O adolescente Gregory Ribeiro Vasconcelos, de 17 anos, foi morto em uma ação policial em Santos, no dia 5 de novembro de 2024. Um laudo do Instituto Médico Legal (IML) revelou que ele foi atingido por cinco tiros nas costas e um na nuca, que causou morte imediata. A ação também resultou na morte de uma criança de 4 anos e ferimentos em uma mulher de 24 anos.
Um sobrevivente, que estava com Gregory, afirmou à polícia que eles não estavam armados e que os disparos ocorreram à queima-roupa, após terem parado a moto e levantado as mãos em cumprimento a uma ordem da PM. Moradores da região contestam a versão oficial da polícia, que alegou ter sido atacada por um grupo de dez suspeitos durante um patrulhamento.
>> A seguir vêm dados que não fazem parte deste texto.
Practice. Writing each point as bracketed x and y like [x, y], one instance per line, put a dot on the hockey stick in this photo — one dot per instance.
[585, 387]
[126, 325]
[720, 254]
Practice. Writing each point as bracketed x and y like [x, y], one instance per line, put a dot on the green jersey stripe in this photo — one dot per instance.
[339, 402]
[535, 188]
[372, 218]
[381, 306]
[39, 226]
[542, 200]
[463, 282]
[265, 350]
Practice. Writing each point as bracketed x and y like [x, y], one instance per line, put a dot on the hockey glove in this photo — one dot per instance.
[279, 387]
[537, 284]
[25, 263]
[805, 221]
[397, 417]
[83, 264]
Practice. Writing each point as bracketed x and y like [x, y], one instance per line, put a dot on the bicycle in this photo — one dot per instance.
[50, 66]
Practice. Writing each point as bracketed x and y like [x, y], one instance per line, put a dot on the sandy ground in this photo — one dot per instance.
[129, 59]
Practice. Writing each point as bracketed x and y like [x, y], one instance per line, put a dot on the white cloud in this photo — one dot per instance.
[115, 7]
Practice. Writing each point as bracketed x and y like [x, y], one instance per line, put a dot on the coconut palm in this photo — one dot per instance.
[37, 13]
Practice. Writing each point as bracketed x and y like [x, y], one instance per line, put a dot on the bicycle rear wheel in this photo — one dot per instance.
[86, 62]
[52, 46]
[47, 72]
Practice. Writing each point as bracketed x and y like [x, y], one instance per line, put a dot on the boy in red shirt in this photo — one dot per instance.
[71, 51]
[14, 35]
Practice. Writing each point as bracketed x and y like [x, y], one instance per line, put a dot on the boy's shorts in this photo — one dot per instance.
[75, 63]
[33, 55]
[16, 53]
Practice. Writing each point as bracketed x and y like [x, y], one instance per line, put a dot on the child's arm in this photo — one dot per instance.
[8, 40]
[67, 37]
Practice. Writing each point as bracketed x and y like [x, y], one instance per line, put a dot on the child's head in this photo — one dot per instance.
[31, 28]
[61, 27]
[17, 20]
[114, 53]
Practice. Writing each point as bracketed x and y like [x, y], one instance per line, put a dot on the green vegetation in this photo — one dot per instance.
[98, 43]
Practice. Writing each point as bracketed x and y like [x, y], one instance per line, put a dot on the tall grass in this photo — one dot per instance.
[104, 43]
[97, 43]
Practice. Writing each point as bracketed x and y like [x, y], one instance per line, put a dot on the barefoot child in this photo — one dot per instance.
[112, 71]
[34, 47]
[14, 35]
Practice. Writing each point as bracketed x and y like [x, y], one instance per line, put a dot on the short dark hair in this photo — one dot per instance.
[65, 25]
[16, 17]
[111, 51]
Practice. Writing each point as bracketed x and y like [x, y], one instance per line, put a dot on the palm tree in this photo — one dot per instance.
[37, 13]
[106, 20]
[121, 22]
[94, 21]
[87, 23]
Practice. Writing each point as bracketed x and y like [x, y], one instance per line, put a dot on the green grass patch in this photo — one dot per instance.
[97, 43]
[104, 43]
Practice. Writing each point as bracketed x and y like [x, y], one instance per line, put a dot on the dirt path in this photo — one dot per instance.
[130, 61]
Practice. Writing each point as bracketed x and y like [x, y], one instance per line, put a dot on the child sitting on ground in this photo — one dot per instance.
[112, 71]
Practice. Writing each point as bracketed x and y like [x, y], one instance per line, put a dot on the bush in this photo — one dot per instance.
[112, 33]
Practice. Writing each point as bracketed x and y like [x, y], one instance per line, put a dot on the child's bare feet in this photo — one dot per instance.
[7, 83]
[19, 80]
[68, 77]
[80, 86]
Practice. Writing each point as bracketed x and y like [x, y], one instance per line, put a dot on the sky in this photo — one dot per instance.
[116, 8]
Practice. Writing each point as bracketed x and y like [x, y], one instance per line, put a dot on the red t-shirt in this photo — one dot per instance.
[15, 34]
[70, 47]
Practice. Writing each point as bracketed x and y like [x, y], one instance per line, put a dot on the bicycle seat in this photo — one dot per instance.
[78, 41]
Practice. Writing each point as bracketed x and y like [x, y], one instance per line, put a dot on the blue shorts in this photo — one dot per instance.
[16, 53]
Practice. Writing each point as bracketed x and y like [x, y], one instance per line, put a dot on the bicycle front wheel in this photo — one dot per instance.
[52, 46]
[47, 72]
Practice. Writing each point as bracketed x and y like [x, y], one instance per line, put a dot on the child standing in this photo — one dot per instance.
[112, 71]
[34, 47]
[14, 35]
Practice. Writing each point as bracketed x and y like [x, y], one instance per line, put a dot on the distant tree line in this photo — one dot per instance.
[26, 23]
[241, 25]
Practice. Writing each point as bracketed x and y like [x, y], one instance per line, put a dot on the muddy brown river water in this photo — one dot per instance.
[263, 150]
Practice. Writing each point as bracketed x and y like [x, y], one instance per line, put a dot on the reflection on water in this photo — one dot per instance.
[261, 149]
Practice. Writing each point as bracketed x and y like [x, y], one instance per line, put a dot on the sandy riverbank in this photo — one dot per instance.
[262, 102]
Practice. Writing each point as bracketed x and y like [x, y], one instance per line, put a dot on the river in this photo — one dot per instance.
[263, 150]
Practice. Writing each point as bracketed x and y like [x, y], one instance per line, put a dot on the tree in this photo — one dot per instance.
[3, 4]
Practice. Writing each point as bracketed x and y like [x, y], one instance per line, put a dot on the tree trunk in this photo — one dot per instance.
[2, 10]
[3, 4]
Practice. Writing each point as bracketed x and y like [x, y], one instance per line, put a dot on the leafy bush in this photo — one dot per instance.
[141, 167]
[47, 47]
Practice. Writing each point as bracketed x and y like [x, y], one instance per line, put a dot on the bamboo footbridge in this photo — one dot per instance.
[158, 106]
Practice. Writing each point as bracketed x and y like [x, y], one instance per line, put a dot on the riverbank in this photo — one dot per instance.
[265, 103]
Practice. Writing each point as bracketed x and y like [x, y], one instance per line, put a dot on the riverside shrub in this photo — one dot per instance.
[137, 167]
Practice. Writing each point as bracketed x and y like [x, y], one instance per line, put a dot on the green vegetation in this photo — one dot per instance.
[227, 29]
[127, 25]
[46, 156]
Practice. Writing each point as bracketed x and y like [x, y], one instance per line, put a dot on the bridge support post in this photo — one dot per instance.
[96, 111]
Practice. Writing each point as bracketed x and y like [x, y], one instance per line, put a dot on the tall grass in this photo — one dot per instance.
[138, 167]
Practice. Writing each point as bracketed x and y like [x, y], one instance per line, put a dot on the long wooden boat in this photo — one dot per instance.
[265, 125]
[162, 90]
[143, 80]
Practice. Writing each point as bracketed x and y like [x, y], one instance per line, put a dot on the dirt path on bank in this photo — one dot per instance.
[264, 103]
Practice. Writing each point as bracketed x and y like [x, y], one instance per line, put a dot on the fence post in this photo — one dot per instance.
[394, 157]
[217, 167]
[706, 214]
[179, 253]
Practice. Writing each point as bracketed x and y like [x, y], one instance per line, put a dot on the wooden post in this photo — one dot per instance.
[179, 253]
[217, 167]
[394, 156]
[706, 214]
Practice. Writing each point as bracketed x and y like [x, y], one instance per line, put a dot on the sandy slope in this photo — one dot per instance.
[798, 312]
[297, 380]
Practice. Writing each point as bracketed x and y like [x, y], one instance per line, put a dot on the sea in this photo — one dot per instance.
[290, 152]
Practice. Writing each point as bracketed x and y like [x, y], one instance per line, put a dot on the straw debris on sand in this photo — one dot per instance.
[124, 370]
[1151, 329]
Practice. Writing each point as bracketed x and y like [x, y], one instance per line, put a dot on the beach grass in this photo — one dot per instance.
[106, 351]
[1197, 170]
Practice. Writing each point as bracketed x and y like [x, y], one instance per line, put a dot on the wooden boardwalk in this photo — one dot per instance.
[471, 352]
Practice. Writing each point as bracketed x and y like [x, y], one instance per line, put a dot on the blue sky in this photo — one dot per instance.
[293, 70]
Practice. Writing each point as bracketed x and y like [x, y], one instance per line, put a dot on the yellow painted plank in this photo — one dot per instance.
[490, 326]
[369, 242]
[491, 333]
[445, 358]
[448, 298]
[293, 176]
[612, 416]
A mãe da criança atingida declarou que não houve confronto e que apenas os policiais dispararam. O prontuário médico da Unidade de Pronto Atendimento (UPA) Zona Noroeste indicou que Gregory chegou ao local já sem vida há 30 minutos. O sobrevivente relatou que ouviu os policiais mencionando a morte de Gregory no local da abordagem.
Investigação em Andamento
A Polícia Civil abriu um inquérito para investigar a origem dos disparos. A Secretaria da Segurança Pública (SSP) informou que realizará perícia nas armas dos policiais envolvidos e no local onde a criança foi baleada. Sete policiais do 6º Batalhão do Interior da PM foram afastados das ruas, e a unidade ainda não implementou o uso de câmeras nas fardas.